「名探偵オーウェン・バーンズ シリーズ」の第1作が登場! ポール・アルテ著
[A] ネタバレなしの超ミニあらすじ〜多少、文章は時間軸も含めアレンジしております
① 雪降る湖畔にその影は踊っていた。黒いコートに帽子、そして鈴がシャンシャンとなって(『混沌の王』だっ!)。湖の氷が音をたて、冷たい風がピューと吹きすさぶ。アキレスは叫んだ! 『止まれっ!』と。突然、その影は走り始めた。もう一度アキレスは追いながら『岸に戻れ!』と叫ぶ。突然、その影は立ち止まり振り返る。風、雪、そして黒いコートの上の謎の白い仮面。アキレスは捕まえようと・・・。
② ある年のクリスマスが近づいた頃、芸術家志望の「アキレス・ストック」は友人で美術評論家「オーウェン・バーンズ」から奇妙な依頼を受ける。彼は探偵でもあったがちょうど忙しかった。それ依頼とは「サミュエル・ピゴット」の妹「キャサリン」の婚約者のふりをして「マンスフィールド家」の屋敷に入り込んで欲しいと。
③ ラシャ織物(毛織物の一種)商でロンドンに2店舗も持つ「マンスフィールド家」の主人「チャールズ」の大きな屋敷で話を聞いているうちにアキレスは、彼の再婚女性の息子(2人の娘「シビルとダフネ」の義理の兄にあたる)「エドウィン」の3年前の事件のことを知らされる。
④ それはクリスマス・イブの晩のことだった。エドウィンは義理の妹シビルのいる『作業場(現『ご婦人方の仕事場』)』にやってきたがやがて出て行った。深夜0時頃、家庭教師「ミス・ハーマン」は、満月に照らされた中庭を誰かが、屋敷の『小塔』に近づくのを見た。雪がちょうど降り始めていた。奇妙に思ってそのまま1時間ほど様子をみていたがやがて自室に戻る。だが、午前2時頃大きな音がして飛び起きた。
⑤ 小塔の先にはエドウィンの部屋。中庭にはシビルがいて何者かとももみあっている。やがて屋敷の主チャールズとサミュエル・ピゴットがエドウィンの部屋に向かう。だがシビルのもみ合っていた相手は消えてしまう(一体どこに?飛んだのか?)。エドウィンの部屋の窓の周りと中庭には雪が積もっていた。中庭にはシビルの足跡しかなかった。エドウィンの部屋の中はたいへんなことになっていた。
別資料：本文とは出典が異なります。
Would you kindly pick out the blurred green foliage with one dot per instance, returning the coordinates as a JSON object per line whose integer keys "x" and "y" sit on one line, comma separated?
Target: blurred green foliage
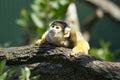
{"x": 103, "y": 52}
⑥ 時はうつり、現在の午後10:15過ぎ、居間の丸テーブルには8人が座っていた。チャールズ、シビルとダフネ姉妹、サミュエル・ピゴット、そのサミュエルの若き共同経営者「エドガー・フォーブス」、有名な霊媒師「ジュリアス・モーガンストーン教授」、ニコラスの妻「メアリ」、そして私「アキレス」。4本の脚がついたテーブルはしっかりとして安定していた。
⑦ 交霊会が始まった。そしてある人物に『湖で事件の真相を』明かそうと言っているらしい。そして、ちょうど、オーウェン・バーンズから村の方にやってくるという電報が届いて・・・。
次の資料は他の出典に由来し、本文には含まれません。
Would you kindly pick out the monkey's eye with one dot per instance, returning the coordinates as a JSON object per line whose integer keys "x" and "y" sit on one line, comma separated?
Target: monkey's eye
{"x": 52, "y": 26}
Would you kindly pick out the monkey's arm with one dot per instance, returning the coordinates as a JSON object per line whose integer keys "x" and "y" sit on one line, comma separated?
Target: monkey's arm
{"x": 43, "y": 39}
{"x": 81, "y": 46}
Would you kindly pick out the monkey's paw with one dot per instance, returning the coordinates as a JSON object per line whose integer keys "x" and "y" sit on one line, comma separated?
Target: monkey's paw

[B] [ 本作の登場人物 レギュラー人はこの下の[C]を参照ください (採番は②のサブシークエンス)]
[本書の舞台は、最初にオーウェン・バーンズが登場したあと、ロンドン郊外にある村の近くで、長女の婚約でわく「チャールズ・マンスフィールド家」へ]
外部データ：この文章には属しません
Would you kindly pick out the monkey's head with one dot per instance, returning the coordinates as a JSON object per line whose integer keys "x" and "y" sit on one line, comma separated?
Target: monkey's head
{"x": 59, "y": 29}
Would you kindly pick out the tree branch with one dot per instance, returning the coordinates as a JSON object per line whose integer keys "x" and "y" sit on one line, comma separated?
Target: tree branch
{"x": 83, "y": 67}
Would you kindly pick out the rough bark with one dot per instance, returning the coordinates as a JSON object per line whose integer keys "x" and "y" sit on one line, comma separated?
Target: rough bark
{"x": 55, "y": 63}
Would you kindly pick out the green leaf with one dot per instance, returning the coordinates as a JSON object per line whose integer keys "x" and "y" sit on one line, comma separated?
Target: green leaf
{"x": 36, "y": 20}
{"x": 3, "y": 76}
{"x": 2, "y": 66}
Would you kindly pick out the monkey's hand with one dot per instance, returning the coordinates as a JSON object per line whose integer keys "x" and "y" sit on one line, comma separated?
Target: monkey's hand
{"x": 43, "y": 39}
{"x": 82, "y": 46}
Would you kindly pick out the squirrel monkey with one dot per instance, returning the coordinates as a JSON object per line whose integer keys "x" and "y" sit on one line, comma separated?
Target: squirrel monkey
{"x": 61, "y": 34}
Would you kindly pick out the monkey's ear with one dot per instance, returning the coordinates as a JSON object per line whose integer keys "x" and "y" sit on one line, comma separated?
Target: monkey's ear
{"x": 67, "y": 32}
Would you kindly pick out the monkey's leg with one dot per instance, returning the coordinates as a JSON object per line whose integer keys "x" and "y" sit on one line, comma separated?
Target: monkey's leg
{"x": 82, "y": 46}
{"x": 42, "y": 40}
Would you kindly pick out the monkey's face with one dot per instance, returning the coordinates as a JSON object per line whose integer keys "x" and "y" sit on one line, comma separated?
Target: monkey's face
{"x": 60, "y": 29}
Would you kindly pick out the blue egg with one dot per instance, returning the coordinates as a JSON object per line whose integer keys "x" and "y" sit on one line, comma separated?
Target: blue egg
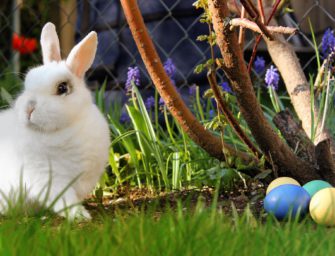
{"x": 287, "y": 200}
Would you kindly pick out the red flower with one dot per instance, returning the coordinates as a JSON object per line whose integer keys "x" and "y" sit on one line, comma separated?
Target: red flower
{"x": 23, "y": 45}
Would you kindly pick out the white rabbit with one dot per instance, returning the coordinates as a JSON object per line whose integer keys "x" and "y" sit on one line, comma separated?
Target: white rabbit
{"x": 54, "y": 130}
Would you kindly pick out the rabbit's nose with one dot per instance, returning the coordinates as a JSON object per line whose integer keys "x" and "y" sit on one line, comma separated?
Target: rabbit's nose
{"x": 30, "y": 108}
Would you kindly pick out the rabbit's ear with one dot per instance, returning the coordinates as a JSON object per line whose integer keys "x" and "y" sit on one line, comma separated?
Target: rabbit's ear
{"x": 82, "y": 55}
{"x": 50, "y": 44}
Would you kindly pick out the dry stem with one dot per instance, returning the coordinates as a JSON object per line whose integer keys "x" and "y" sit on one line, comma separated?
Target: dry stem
{"x": 243, "y": 22}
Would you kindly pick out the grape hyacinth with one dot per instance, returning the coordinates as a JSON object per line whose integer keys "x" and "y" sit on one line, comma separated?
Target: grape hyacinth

②-1 ラシャ織物商で屋敷の所有者 : チャールズ・マンスフィールド
②-2 その長女 : シビル
②-3 その次女 : ダフネ
②-4 シビルの婚約者となったチャールズの友人、ビジネスで成功を納めた裕福な仲買人(輸入などを取り扱っている) : サミュエル・ピゴット
②-5 サミュエルの妹 : キャサリン・ ピゴット
②-6 その共同経営者 : エドガー・フォーブス
②-7 サミュエル・ピゴットの共同経営者 : エドガー・フォーブス
②-8 同、使用人(御者などもする) : ニコラス・ダドリ
②-9 同、使用人(料理係で実質的な屋敷の管理と使用人のまとめ役)、ニコラスの妻 : メアリ
②-10 『交霊会』などを開いて霊と会話する、有名な霊媒師(交霊術師) : ジュリアス・モーガンストーン
②-11 チャールズが再婚したことによる義理の息子(シビルとダフネの義理の兄) だが、今から3年前に謎の事件に巻き込まれる : エドウィン
②-12 マンスフィールド家 の家庭教師 : ミス・ハーマン
②-13 シビルの元恋人 : ハリー・ニコルズ
②-14 オーウェン・バーンズがバラを送ろうと買った女性、アメリカ人女優 : ジェイン・ベイカー
[C] [ 主要登場人物 (ほぼレギュラー陣) (採番は③〜)]
本作ではオーウェン・バーンズは『セント・ジェイムズ・スクエア』近くのアパートに住んでいるとなっており、アキレス・ストックと2人で事件について話す時やお酒を飲んだり相談などをする時はアキレスがそこに出入りすることが多い。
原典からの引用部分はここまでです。